Staying Safe Around Animals
Evaluate the farm setup
A working farm that actively solicits visits from schools and families most likely has a dedicated visitor area where children may safely interact with animals. Even so, visit the venue ahead of time, and evaluate the setting against the backdrop of the tempers in your travel party. While compliant children will most likely do well in all settings, highly spirited toddlers may get in harm’s way when visiting a farm that caters primarily to kindergarten aged children.
Consider the program
Farm activities may include petting the animals, visiting the baby lambs (if in season), or practicing some hands-on farming like picking vegetables or raking a grassy area. Hands-on activities are boredom busters; boredom—as you know—leads to toddlers looking for other things to do, which may get them in trouble. The more activities that are available, the better the outing is likely to go.
Practice animal safety
Any animal can bite.
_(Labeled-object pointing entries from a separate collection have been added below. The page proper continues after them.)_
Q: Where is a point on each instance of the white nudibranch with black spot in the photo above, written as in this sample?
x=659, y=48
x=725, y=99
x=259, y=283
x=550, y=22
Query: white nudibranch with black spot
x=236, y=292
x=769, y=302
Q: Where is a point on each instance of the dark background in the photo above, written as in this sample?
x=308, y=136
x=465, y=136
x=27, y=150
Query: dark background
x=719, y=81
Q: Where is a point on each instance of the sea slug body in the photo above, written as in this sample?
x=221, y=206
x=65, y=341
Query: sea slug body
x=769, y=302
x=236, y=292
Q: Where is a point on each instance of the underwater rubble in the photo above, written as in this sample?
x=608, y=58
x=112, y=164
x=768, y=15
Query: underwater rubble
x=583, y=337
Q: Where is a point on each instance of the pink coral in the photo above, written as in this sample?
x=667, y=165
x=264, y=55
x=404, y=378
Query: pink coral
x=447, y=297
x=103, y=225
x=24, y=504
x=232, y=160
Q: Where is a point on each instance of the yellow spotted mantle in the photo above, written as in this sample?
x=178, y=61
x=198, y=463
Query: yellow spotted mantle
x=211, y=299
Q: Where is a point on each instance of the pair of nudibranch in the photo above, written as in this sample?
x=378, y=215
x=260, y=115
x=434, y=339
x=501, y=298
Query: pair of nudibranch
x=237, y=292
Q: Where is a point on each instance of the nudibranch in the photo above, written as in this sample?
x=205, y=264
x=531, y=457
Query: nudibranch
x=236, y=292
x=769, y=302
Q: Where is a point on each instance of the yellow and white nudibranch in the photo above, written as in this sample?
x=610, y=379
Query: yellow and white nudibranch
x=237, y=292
Ensure maximum adult supervision by having a two to one ratio, assigning one adult to every two children. Prepare the children by explaining that they must never sneak up on an animal or touch its face. Encourage petting an animal’s back. Discourage chasing an animal that runs away or trying to reach one that is trying to get out of reach by hiding underneath a cart or other item.
Practice good hygiene
A visit to the farm will get the children messy, but take care that they wash their hands after touching the animals, or items the animals may have licked or chewed. As outlined by the National Network for Child Care, it is easy to pick up an intestinal virus or other bug when overlooking proper hygiene.